Social networking has become the norm for many who ‘tweet’ their way through the day sharing thoughts on everything, from the mildly interesting to the creative. The need to communicate is infectious and has a profound effect on the way we live - and work. Given a common cause, people power is unstoppable.


The ability of these new people networks has been recognised by business where the more enlightened maintain Online Brand protection programmes, write blogs, tweet, and endeavour to instigate viral campaigns to manipulate people networks to their own advantage.


But is this relevant to business ?


A ‘company’ is called that simply because it is made up of a company of people. How many companies say that their most valuable asset is their people. How true it is, try running a railway without drivers or signal men, or running a software development without programmers. People matter and leading managers recognise what’s happening in social networking can be harnessed to drive their businesses – people power, or business collaboration. Indeed, some would say it can’t be stopped - adapt or die.


The nature and culture of management in business has changed already. The ‘Command and Control’ management style enjoyed by many CEOs in the past has gone. Today teamwork and collaboration are the norm. Leadership the accepted management style, people orientated collaboration the culture, people centric technology the facilitator.


IT has to step up to this challenge to enable these new strategies - only if it can deliver business solutions, not just fancy names for the same technology, will it meet the true business need. Collaboration in the business environment is recognised as being one of the key tools CEO's are looking at to drive productivity for the next decade - particularly if it can be delivered without complexity or capital investment.


To make the successful transition their vision has to be converted into a strategy. A strategy that addresses the three pillars of change – Culture, Technology and Process.


You can’t identify at the start of a shift in business culture all the aspects that will be impacted, but you can describe the vision. A culture where information travels to the right people, any time, in any place, on any device. Where virtual teams form rapidly to solve business problems then dissolve just as quickly – without management intervention. No more ‘I sent an e-mail’ excuses but effective communication between empowered people.


The process of creating this new culture needs to be led by management who believe and demonstrates it through the way they act and how they communicate. The benefits are business processes that will be changed, new ones invented, and many scrapped. This is long term business development, a journey, not a light-switch change - but a revolution when looked back on from the future.

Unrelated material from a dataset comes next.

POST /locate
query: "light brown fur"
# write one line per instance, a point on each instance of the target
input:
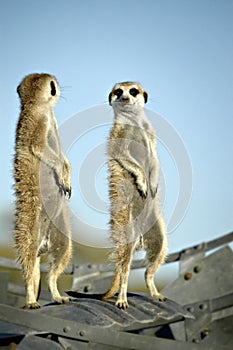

The technology to achieve this has to be invisible. People centric technology is intuitive, adopted because it engages its users, inspires and opens up new horizons. You know its right when your people can’t function without it.


Cloud Computing, Software-as-a-Service, and Unified Communications are all technical developments which alone do not deliver cultural change (except maybe in the IT department). These will be part of the solution, but are not the ‘end game’.


The application that runs in the world of the users, that gives them a real-time window on their business world, enables them to interact with people based on their availability, skills, interests and knowledge in a secure way, will be the deliverer of cultural change. This will be the application that grows productivity for businesses, for the next decade.